Gormley’s cross-party consensus ‘confusing’

GREEN attempts to forge a cross-party economic consensus were branded confused and counter-productive last night.

Fine Gael and Labour did not try to hide their scorn at the way John Gormley had handled the issue as the opposition parties dismissed Minister Conor Lenihan’s call for a national government out of hand.

Five days after first floating the idea of a united economic approach, Mr Gormley sent party leaders a letter outlining his call for a meeting to exchange views on how to deal with the four year budget framework which must be presented to the EU next month.

Opposition parties questioned the motives for the move and warned that Taoiseach Brian Cowen appeared lukewarm on the matter.

“The Greens’ approach has been confused and unhelpful,” a spokesperson for Enda Kenny said.
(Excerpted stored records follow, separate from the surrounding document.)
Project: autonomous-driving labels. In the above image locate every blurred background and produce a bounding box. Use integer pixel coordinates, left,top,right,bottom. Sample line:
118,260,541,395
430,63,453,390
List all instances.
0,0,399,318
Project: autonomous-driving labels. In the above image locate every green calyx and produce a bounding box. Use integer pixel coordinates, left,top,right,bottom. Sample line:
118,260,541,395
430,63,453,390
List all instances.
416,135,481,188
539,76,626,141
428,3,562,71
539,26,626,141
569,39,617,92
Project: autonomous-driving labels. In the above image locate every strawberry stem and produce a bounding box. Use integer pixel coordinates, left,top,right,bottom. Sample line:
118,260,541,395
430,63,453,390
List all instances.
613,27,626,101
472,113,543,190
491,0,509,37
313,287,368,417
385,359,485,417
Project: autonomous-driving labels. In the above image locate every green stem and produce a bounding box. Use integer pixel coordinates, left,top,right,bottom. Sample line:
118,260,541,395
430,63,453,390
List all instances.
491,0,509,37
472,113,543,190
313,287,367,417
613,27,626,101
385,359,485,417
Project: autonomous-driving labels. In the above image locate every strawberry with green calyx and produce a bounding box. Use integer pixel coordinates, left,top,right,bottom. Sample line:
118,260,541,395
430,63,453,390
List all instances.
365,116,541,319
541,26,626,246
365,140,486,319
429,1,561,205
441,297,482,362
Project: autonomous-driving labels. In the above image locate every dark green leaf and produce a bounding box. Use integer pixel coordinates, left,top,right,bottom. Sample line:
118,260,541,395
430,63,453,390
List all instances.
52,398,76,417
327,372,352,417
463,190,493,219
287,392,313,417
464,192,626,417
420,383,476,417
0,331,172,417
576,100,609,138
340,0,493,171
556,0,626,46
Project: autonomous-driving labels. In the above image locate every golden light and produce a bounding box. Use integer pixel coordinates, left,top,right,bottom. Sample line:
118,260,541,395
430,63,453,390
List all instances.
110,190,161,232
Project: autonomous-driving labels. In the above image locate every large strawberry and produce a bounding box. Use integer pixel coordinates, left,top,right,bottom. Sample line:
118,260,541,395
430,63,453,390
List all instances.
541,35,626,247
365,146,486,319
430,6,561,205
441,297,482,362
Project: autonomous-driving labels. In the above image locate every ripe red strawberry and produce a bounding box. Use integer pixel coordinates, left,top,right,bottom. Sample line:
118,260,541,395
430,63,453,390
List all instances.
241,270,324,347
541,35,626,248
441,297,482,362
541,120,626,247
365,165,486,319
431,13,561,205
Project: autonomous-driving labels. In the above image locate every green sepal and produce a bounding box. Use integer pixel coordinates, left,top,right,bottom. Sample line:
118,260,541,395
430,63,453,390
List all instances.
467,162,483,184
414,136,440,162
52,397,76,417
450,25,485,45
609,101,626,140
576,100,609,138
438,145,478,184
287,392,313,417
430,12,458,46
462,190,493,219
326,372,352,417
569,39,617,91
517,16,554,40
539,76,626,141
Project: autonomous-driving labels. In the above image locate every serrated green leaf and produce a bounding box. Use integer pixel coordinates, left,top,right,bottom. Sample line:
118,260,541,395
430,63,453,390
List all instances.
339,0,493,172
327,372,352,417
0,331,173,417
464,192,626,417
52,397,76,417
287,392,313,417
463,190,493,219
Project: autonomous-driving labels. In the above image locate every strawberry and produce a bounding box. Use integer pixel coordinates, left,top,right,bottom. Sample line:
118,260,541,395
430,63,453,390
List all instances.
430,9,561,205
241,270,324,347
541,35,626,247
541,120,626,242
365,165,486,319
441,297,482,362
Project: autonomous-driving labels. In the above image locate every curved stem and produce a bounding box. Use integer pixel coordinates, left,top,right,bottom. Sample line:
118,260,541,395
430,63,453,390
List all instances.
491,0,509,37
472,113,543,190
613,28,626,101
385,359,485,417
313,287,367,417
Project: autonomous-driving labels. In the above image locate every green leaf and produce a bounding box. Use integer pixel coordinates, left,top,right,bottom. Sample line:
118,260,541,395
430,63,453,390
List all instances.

Labour went further, insisting the plan appeared to be intended to keep the Coalition in power.

“Conor Lenihan let the cat out of the bag when he started talking about a national government – if national government is code for letting Fianna Fáil cling on to power then we do not want to be associated with it,” a Labour spokesperson said.

Mr Gormley said he could understand the “scepticism and fear” of the opposition parties but they should react positively to his approach “in the national interest”.

He suggested a three step approach which would see all parties agree to cutting the deficit by 2014, examining the Department of Finance’s books and then meeting to discuss options “without pre-conditions”.

Mr Gormley denied the Taoiseach was not fully behind the initiative, but conceded that it was a Green Party idea, not a coalition one.

Fine Gael sources said Mr Gormley’s move was “counter productive” as the major parties were broadly agreed on the level of cuts needed last week, but his intervention now made it look as if major differences were in place.

However, the party’s front bench spokesperson Leo Varadkar caused a stir when he suggested cuts should be “front loaded” and €6 billion could be sliced from spending in the budget rather than the expected figure of around €4bn.

Sinn Féin said it would not support the Government’s “savage cuts” agenda and called for a longer period to be given to getting the deficit back down to EU approved levels.

The Opposition is inspecting Finance Department data to access the full scale of the crisis.

Government cuts adviser Colm McCarthy warned the country must show international markets it is serious about fixing its finances.

“If the budgetary correction is ducked the alternative is an IMF/European bailout, which would mean the loss of economic sovereignty and huge reputational damage,” he said.